A tale of two companies
The IPO in 2018 of national uranium producer Kazatomprom was a success for Kazakhstan’s privatisation programme. Samruk-Kazyna sold a 15% share in the company on the Astana Stock Exchange and London Stock Exchange, raising $450m. The IPO was followed by two secondary placement offers in 2019 and 2020 that took the private share in the company to 25%.
As Kazatomprom continues to work on post-IPO marketing, chief financial officer Merzhan Yussupov told the privatisation panel at the Kazakhstan Global Investment Forum 2020 that the IPO led the company to an important change of policy.
“Kazatomprom’s uranium production will from now on be dependent on market demand,” he said. “This is a completely different approach from the previous policy of producing more and more uranium regardless of market condition. This makes us more responsible and sustainable producers.”

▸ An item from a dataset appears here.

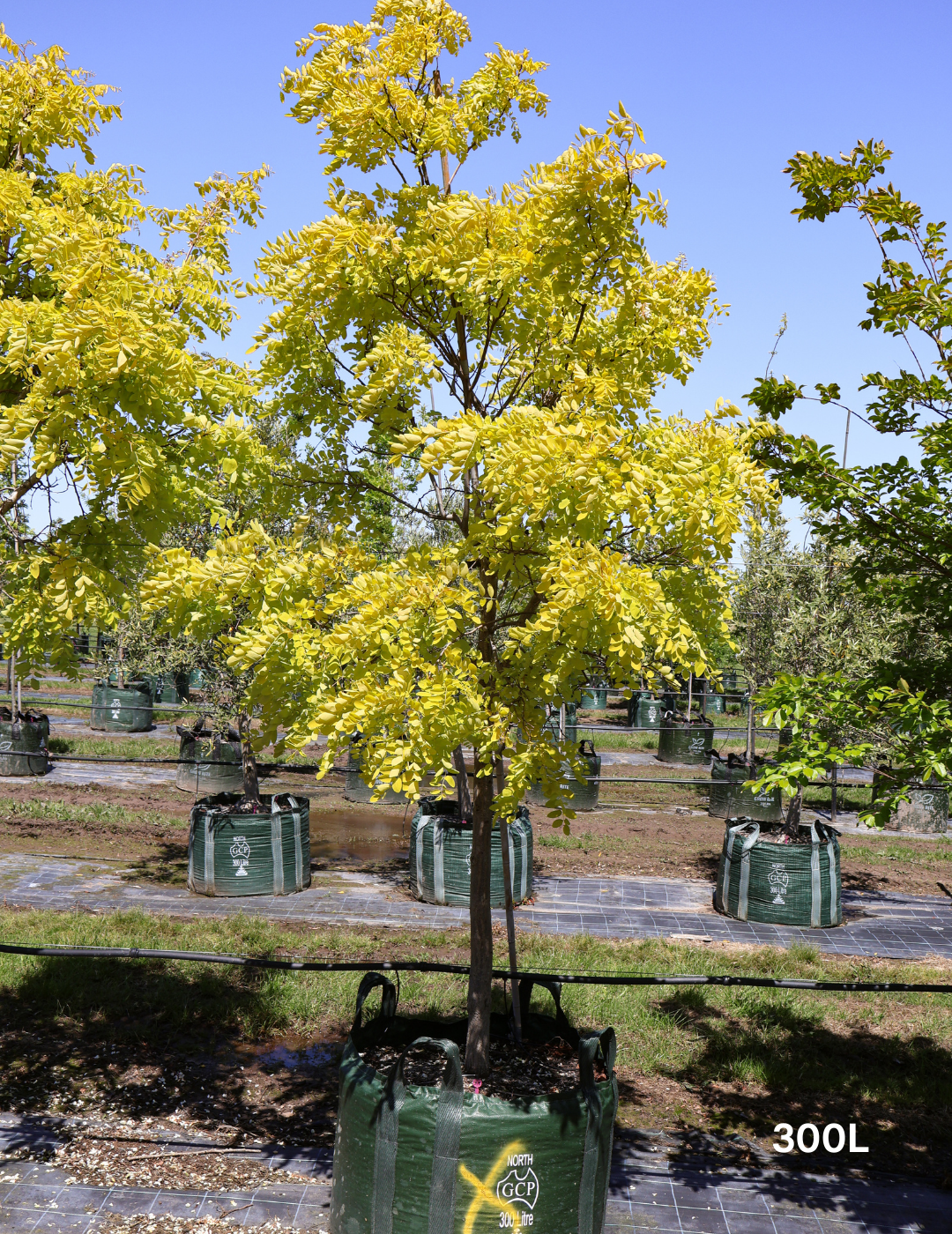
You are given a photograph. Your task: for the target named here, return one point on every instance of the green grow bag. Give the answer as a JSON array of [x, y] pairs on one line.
[[576, 793], [729, 799], [209, 762], [33, 717], [595, 697], [440, 854], [121, 711], [681, 740], [570, 722], [436, 1159], [779, 884], [239, 854], [644, 710], [24, 744], [356, 790], [171, 688]]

Kazatomprom was not badly hit by Covid-19. Yussupov explained how the sector continued to attract investors during the pandemic.

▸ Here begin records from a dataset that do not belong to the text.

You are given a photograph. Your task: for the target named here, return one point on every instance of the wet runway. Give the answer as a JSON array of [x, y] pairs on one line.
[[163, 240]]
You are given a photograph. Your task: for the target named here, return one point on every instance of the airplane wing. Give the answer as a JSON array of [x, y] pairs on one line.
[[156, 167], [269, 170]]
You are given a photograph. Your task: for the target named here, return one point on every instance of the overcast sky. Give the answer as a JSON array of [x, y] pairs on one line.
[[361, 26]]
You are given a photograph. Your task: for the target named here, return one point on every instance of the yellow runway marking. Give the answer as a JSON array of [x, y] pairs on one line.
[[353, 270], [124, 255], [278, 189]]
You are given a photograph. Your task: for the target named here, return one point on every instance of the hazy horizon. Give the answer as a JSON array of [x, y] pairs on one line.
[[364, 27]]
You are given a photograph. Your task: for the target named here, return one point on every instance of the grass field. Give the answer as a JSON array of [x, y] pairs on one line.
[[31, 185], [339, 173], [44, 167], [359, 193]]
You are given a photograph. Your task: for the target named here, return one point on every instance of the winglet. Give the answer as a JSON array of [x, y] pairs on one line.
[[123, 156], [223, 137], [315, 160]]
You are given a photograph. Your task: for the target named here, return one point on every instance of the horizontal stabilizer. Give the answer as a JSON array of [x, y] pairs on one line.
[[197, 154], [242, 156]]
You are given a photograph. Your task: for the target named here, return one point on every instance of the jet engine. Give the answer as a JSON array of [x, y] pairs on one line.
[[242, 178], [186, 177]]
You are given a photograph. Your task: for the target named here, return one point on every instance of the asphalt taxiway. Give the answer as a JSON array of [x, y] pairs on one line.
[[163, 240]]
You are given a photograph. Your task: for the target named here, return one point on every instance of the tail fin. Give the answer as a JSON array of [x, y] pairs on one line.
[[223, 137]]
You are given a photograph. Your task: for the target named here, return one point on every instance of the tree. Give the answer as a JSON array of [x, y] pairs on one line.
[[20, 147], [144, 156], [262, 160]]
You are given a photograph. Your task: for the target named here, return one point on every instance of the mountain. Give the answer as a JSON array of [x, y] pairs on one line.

“Demand for uranium has remained pretty stable during the pandemic, with interest continuing to come, especially from China and India,” he told the panel. “We expect a steady increase in nuclear demand going forward, which will clearly favour our company.”
National oil and gas company KazMunayGas’s (KMG’s) public listing was scheduled for 2020, but Covid-19 and the sharp decline in oil prices meant that the IPO was postponed until 2022.
“While the pandemic and the dip in oil price has forced us to push our IPO back to 2022, we continue working towards this goal in different ways,” KMG director of business development Mukhtar Avutbayev told the panel.
In total, 58 assets were included in the company’s divestment plan. Of these, eight have been sold and liquidated, including KMG’s gasoline retail business, securing $138.3m (Tg60.6bn), while 50 assets remain for disposal by 2028.
The company plans to sell four non-core assets before the end of 2021, including a five-star hotel in Turkey, and to fully wind up four other companies.
Avutbayev also highlighted how KMG has worked towards strengthening its position in debt markets through successful refinancing programmes.
The feasibility of the IPO in 2022 depends upon the conditions within the markets, specifically the IPO market. As any recovery is not guaranteed, other routes to privatisation might be explored.
Asked about this during the panel, Samruk-Kazyna’s Tutkushev said: “KMG is a state-owned company, so all decisions will be taken with the government. We will, however, be transparent should we decide to pursue other opportunities.”